Com e-books em mãos, a criançada põe em movimento todo um processo imaginativo. De acordo com Vigotski6, elas pegam as memórias que vêm das experiências anteriores para reorganizá-las e, assim, criar algo novo. E esse novo, no caso dos livros, é uma história única7, que une a imaginação das crianças com a imaginação que foi materializada nos livros em forma de escrita, de imagens, de sons, de interações…
Quando as crianças são maiores, já têm mais experiências vividas, por isso temos em mente que produzir para crianças de 3 anos é completamente diferente de produzir para crianças [nem tão crianças mais] de 12 anos. Não dá para pensar da mesma forma na produção, mas quando os recursos são opcionais, fica mais fácil, também, que aquele livro possa ser lido por um público mais amplo: afinal, nada impede que alguém de 12 goste do livro que fizemos pensando na criança de 3, ou vice-versa!
Nós vemos os recursos dos e-books como uma maneira de nos comunicarmos de forma mais direta com os nativos digitais — eles nasceram imersos em uma tecnologia já desenvolvida para funcionar de forma que se assemelhe ao pensamento humano; para eles, o uso das novas tecnologias é absolutamente natural. Mas é preciso que cada projeto seja pensado com cautela, para que exista harmonia entre recursos e história, sem atrapalhar a leitura.

Entendemos que os e-books podem aproximar da leitura algumas crianças que não têm o hábito de ler, mas têm o hábito de usar tablets e smartphones, e é por isso que pensamos ser essencial o desenvolvimento do mercado de e-books infantis.

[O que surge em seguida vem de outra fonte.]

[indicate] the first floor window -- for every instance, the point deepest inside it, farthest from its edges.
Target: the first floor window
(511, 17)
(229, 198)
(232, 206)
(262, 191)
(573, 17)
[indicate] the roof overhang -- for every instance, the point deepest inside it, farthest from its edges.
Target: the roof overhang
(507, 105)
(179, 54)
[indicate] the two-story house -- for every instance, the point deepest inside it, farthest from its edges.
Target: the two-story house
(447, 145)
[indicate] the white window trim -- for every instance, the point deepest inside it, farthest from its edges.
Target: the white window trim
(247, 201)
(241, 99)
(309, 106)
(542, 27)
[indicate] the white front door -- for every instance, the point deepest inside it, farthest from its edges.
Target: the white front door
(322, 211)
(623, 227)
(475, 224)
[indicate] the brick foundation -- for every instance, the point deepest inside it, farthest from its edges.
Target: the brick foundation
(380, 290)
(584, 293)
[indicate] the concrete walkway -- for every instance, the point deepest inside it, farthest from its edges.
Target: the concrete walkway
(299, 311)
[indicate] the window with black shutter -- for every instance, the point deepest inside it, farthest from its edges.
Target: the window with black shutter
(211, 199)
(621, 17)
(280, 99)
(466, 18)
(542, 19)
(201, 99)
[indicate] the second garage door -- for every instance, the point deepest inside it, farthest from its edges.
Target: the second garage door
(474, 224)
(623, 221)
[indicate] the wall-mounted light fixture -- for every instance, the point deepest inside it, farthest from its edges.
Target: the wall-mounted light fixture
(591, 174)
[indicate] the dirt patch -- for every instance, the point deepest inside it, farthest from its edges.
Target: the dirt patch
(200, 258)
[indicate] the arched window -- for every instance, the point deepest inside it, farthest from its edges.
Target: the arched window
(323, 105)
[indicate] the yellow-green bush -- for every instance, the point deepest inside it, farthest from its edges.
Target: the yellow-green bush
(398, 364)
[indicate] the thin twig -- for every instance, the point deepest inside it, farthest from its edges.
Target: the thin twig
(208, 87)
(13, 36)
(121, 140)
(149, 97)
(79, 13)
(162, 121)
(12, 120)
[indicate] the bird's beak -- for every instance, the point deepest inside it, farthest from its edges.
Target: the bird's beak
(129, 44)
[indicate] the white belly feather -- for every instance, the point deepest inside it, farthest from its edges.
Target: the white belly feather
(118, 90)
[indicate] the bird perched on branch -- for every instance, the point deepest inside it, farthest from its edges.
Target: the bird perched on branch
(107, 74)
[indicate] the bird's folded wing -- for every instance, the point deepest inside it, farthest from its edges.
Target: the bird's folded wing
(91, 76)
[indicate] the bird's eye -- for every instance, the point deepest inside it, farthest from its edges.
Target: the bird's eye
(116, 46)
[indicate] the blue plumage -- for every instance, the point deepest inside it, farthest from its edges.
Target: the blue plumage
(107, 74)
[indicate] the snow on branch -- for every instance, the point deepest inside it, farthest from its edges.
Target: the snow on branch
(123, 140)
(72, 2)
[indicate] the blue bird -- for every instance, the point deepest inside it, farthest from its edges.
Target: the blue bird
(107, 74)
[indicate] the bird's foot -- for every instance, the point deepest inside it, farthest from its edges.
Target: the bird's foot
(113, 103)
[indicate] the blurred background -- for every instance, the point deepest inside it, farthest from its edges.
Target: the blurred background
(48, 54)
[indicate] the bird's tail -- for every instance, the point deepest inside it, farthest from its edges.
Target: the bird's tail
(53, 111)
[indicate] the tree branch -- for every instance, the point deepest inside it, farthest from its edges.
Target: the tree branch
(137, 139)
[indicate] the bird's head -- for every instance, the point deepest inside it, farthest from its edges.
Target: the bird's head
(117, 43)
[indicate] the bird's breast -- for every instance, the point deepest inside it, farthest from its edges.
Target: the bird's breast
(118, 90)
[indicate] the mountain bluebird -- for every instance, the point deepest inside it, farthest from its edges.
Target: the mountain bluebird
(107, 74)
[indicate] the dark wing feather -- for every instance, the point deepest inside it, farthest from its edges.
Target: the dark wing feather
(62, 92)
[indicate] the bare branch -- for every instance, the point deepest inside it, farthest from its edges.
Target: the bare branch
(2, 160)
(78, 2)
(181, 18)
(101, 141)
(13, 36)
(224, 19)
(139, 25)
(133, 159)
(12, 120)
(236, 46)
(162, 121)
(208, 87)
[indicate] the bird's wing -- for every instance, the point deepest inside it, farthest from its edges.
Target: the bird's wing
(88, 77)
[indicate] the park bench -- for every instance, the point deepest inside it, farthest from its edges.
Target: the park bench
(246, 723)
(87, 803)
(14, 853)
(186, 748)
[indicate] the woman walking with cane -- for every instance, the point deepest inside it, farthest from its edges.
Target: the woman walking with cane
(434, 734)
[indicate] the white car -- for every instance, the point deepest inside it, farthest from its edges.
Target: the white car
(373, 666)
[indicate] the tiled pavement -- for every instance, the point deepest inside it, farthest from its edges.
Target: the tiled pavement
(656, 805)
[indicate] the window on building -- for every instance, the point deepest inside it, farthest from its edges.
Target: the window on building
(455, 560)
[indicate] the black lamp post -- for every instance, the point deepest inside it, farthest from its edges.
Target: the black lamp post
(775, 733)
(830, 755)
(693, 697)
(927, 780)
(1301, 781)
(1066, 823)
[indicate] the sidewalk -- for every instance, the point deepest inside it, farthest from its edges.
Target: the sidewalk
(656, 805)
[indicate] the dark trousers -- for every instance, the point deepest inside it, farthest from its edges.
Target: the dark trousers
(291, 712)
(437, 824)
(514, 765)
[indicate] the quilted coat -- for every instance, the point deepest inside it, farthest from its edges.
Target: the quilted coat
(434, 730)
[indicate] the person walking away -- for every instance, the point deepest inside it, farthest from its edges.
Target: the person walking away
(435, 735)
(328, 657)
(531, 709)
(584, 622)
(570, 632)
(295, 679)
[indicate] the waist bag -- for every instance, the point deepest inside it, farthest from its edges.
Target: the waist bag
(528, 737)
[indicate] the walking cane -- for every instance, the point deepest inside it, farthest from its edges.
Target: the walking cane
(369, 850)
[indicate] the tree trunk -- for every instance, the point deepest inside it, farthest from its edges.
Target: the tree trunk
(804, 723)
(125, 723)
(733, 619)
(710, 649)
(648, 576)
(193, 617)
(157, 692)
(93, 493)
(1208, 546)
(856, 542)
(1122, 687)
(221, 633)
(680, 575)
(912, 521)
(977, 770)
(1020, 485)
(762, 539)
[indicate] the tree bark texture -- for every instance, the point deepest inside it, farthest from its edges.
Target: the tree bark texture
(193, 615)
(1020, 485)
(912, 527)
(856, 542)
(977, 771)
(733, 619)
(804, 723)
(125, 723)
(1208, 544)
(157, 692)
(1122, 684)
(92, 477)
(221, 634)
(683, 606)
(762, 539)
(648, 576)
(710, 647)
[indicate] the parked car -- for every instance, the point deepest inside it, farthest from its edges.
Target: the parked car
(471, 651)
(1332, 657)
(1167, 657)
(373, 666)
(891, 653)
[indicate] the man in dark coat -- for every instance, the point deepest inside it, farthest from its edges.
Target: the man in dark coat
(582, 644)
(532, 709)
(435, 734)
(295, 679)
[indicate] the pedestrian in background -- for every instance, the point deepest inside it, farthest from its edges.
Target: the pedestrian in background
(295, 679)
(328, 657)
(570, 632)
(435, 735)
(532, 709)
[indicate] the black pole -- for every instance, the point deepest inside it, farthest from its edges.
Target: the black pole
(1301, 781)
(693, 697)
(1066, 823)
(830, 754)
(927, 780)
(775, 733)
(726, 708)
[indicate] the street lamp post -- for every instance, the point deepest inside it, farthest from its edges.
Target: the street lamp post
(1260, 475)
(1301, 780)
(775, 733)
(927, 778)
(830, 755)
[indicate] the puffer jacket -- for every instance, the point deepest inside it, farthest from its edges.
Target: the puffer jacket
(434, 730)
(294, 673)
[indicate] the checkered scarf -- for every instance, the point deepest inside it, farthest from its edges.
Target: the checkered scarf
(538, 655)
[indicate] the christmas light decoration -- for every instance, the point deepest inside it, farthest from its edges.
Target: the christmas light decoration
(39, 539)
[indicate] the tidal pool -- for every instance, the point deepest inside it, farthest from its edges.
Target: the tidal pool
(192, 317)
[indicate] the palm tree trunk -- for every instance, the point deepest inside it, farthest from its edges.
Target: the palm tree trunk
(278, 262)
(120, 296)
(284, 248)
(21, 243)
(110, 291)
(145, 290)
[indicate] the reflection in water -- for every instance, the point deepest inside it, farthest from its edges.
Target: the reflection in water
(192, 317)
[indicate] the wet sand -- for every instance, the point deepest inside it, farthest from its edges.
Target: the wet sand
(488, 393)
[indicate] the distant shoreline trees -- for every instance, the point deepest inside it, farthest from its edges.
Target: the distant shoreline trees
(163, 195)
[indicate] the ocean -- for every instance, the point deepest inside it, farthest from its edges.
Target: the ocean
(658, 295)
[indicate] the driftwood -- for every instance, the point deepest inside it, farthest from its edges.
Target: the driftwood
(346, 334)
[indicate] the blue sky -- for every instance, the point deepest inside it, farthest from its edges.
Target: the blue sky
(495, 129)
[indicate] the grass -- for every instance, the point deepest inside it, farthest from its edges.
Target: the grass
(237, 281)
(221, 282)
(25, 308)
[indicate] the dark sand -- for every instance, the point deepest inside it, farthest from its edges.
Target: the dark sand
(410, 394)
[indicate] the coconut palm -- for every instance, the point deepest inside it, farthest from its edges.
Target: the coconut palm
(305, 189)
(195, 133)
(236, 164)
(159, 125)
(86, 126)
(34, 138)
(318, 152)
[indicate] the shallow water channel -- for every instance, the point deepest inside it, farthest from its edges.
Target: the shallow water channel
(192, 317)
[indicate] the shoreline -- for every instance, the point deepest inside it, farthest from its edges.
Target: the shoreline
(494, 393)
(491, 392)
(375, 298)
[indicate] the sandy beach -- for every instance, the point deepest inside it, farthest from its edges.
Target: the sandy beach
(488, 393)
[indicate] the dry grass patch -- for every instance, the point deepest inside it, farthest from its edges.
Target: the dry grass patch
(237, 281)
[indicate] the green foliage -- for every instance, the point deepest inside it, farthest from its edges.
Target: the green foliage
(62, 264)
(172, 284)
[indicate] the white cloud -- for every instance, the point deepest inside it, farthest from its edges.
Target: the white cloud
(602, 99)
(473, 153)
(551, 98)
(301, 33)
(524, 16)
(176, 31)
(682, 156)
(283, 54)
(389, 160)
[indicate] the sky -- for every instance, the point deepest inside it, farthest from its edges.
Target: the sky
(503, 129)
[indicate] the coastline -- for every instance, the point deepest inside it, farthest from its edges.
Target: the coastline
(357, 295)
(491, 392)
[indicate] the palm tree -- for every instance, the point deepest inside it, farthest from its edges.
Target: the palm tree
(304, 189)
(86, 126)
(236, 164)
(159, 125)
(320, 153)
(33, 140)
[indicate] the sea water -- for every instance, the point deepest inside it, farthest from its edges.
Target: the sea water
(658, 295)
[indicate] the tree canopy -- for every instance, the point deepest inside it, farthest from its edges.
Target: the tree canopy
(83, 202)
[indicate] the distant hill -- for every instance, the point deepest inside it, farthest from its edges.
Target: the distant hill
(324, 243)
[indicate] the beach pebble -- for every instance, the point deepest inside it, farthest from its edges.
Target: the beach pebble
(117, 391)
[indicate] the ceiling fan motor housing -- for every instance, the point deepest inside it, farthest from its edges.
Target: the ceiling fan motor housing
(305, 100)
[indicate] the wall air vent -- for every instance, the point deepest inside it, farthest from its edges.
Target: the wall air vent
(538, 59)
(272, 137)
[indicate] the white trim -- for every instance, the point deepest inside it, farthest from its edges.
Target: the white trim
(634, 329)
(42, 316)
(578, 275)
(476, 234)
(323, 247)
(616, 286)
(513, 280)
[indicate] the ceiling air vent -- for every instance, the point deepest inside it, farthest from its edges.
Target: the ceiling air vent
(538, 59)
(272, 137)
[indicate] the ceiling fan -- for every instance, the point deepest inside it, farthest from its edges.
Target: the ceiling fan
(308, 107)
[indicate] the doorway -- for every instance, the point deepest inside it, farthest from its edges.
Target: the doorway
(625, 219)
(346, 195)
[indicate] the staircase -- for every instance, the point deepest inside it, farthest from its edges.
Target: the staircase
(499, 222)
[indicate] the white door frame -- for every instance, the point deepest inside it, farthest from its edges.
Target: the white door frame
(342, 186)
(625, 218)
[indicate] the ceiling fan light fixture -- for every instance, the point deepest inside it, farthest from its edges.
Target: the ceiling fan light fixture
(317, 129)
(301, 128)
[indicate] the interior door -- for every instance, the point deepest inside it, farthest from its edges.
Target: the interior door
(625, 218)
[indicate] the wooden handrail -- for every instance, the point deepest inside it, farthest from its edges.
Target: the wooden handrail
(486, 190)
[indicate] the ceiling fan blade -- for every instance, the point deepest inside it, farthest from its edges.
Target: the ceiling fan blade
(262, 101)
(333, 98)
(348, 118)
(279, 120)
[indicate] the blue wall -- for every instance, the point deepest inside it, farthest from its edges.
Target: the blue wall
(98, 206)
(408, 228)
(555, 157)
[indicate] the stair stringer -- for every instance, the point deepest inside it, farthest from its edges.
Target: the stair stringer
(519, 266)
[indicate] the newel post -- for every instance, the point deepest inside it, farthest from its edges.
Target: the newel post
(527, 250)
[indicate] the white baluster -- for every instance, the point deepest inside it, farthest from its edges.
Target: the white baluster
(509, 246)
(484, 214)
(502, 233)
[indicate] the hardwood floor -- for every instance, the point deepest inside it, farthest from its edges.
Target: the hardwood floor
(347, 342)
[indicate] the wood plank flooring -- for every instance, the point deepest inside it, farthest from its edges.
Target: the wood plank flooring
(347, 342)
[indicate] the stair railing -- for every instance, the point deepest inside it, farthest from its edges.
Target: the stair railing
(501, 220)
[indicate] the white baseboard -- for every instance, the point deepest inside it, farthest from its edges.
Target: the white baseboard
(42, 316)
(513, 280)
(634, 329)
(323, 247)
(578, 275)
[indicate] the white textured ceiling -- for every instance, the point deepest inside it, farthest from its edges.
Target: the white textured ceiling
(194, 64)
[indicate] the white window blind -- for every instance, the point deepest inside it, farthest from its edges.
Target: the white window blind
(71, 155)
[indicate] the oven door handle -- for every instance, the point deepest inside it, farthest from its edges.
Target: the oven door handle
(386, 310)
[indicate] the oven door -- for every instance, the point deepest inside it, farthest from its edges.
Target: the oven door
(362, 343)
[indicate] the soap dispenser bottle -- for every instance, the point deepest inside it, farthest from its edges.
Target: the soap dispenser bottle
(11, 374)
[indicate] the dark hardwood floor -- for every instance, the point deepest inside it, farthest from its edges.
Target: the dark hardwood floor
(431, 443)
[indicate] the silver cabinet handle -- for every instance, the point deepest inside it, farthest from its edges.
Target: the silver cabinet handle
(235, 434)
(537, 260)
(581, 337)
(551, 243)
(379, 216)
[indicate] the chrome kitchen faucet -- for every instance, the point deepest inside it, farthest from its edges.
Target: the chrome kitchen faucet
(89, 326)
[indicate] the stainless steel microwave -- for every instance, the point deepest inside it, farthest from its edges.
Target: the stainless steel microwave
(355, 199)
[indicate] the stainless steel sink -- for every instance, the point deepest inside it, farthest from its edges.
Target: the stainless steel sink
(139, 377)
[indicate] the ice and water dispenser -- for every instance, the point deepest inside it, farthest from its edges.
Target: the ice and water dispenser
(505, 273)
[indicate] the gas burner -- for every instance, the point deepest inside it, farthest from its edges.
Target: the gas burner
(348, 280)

As bibliotecas digitais podem ser um passo importante nesse sentido, mas isso seria assunto para um outro texto.


1. Imagem daqui: http://bit.ly/1UiqbxZ.
2. RODRIGUES, Maria Lúcia Costa. A narrativa visual em livros no Brasil: histórico e leituras analíticas. 2011. 192 f. Dissertação [Mestrado em Patrimônio Cultural e Sociedade] – Universidade da Região de Joinville, Joinville, 2011.
3. Marisa Lajolo deu a palestra “O pioneirismo dos livros infantis brasileiros – do livro ao tablet”, na Bienal Internacional do Livro de São Paulo, em 2014, onde ela defendeu essa ideia que mencionamos. Nós aprofundamos esta questão em um texto publicado no blog Pipoca Azul: http://bit.ly/1ErDeSN.
4. Livro escrito por Marcelo Jucá com ilustrações do Otacoiza Estúdio.
5. Livro escrito por Carla Chaubet com ilustrações do Estúdio 1+2.
6. Lev Semenovitch Vigotski, psicólogo bielo-russo, produziu uma obra densa sobre a gênese das funções psicológicas superiores, sendo uma referência para estudos sobre desenvolvimento da imaginação infantil.
7. Assim disse Bartolomeu Campos de Queiróz: “O fenômeno literário, talvez, seja a fantasia do escritor dialogando com a fantasia do leitor e construindo uma terceira obra, que nunca vai ser escrita”. Aqui:http://bit.ly/1NCjsd5.

Por Suria Scapin e Isabela Parada | Publicado originalmente em Colofão | 22 de julho de 2015

Suria Scapin
Começou a trabalhar no mercado editorial com 16 anos e passou por editoras como Madras, Atual, Abril, Leya e Sarandi, além de ter atendido muitas mais pela S4 Editorial. Com formação em Desenho Industrial e em Língua Portuguesa e Literatura, ambas pelo Mackenzie, sempre revezou entre texto e arte, até que resolveu unir os dois conhecimentos e tornar-se a responsável editorial da Editora Pipoca.

Isabela Parada
Para buscar compreender como funciona a cabecinha dos pequenos, Isabela foi estudar Pedagogia na UEMG, onde encontrou seus fundamentos teóricos e participou do grupo de pesquisa e estudos Contra-Violência na Infância. Na Escola Pés no Chão [Belo Horizonte], aprofundou os estudos sobre a Pedagogia Freinet. Hoje é pedagoga da Pipoca e contadora de história na creche de Milho Verde [MG], pelo Instituto Milho Verde. Aprendeu que o crescimento das crianças é também o processo de criação delas mesmas e entende que essa criação é individual e única.